Scale to the power of 2
Materials. Any material related, both into and out of the TBM, is proportional to the area of the tunnel face, i.e. square of the tunnel diameter. This includes concrete, annulus grout, spoil removal. The amount of materials in and out of the tunnel bore is gigantic and therefore the challenges associated with logistics rises exponentially higher.
Buoyancy force. A scenario particularly important to large tunnels is buoyancy uplift.

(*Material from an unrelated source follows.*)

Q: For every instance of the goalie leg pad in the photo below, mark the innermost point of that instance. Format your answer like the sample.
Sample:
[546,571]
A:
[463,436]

This usually isn’t a problem for tunnels, but can be a major problem for large diameter tunnels with shallow cover, as the uplift force is a function of the square of the tunnel diameter.
Surface settlement. The volume loss of the tunnelling needs to be tighter controlled for large diameter tunnels, as surface settlement correlates to the tunnel diameter by a power of 2. The conventional 1% volume loss assumption may result in a ridiculous amount of peak settlement, such as 100mm-200mm. Well-spec’ed TBMs have demonstrated the ability to control settlement within 0.5% maximum, and normally 0.2-0.3%.
Scale to the power of 3 or above
The first is the sheer torque required to spin the big cutterhead. Torque is the torsional moment required to spin the TBM cutterhead. This requires a huge amount of power for large diameter tunnels, especially for EPB machines because they are more grindy – more frictions. Slurry based TBMs use slurry as a medium of lubrication and has less friction. The total thrust of the TBM correlates to several factors including face area, the circumference, friction angle of the ground and the depth of the tunnel, and can go as high as the power of 4 in relation to the tunnel diameter. The power requirement directly corresponds to the thrust.
Others
And there are face stability issues. Give that the diameter is big, you are more likely to run into varying ground conditions across the face. The big tunnel usually needs to be buried deep and very likely the groundwater pressure will be big as well. there is usually a hydrostatic pressure gradient at the face balancing pressure. And all the above said present challenge to face pressure control. Because of the high groundwater pressure, face intervention needs to be planned very well, and use safe havens for free air intervention where possible, because there is a safe pressure limit to hyperbaric intervention.